Method for functional study of mitochondria in rat hypothalamus.

Different roles of mitochondria in brain function according to brain area are now clearly emerging. Unfortunately, no technique is yet described to investigate mitochondria function in specific brain area. In this article, we provide a complete description of a procedure to analyze the mitochondrial function in rat brain biopsies. Our two-step method consists in a saponin permeabilization of fresh brain tissues in combination with high-resolution respirometry to acquire the integrated respiratory rate of the biopsy. In the first part, we carefully checked the mitochondria integrity after permeabilization, defined experimental conditions to determine the respiratory control ratio (RCR), and tested the reproducibility of this technique. In the second part, we applied our method to test its sensitivity. As a result, this method was sensitive enough to reveal region specificity of mitochondrial respiration within the brain. Moreover, we detected physiopathological modulation of the mitochondrial function in the hypothalamus. Thus this new technique that takes all cell types into account, and does not discard or select any mitochondria sub-population is very suitable to analyze the integrated mitochondrial respiration of brain biopsies.

Mitochondrial reactive oxygen species are obligatory signals for glucose-induced insulin secretion.

OBJECTIVE: Insulin secretion involves complex events in which the mitochondria play a pivotal role in the generation of signals that couple glucose detection to insulin secretion. Studies on the mitochondrial generation of reactive oxygen species (ROS) generally focus on chronic nutrient exposure.
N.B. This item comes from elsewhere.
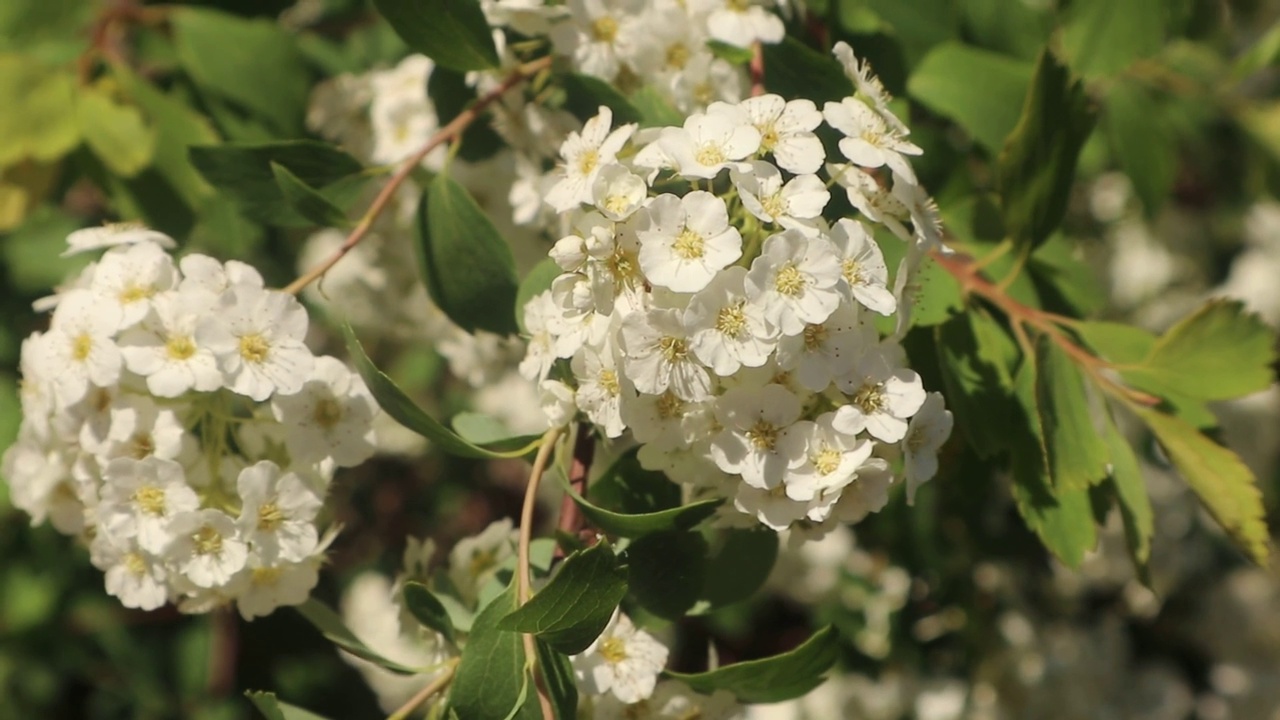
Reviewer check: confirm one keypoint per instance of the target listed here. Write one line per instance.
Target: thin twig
(438, 684)
(757, 69)
(448, 132)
Here, we investigate whether transient mitochondrial ROS production linked to glucose-induced increased respiration might act as a signal for monitoring insulin secretion. RESEARCH DESIGN AND METHODS: ROS production in response to glucose was investigated in freshly isolated rat islets. ROS effects were studied using a pharmacological approach and calcium imaging. RESULTS: Transient glucose increase from 5.5 to 16.7 mmol/l stimulated ROS generation, which was reversed by antioxidants. Insulin secretion was dose dependently blunted by antioxidants and highly correlated with ROS levels. The incapacity of beta-cells to secrete insulin in response to glucose with antioxidants was associated with a decrease in ROS production and in contrast to the maintenance of high levels of ATP and NADH. Then, we investigated the mitochondrial origin of ROS (mROS) as the triggering signal. Insulin release was mimicked by the mitochondrial-complex blockers, antimycin and rotenone, that generate mROS. The adding of antioxidants to mitochondrial blockers or to glucose was used to lower mROS reversed insulin secretion. Finally, calcium imaging on perifused islets using glucose stimulation or mitochondrial blockers revealed that calcium mobilization was completely reversed using the antioxidant trolox and that it was of extracellular origin. No toxic effects were present using these pharmacological approaches. CONCLUSIONS: Altogether, these complementary results demonstrate that mROS production is a necessary stimulus for glucose-induced insulin secretion.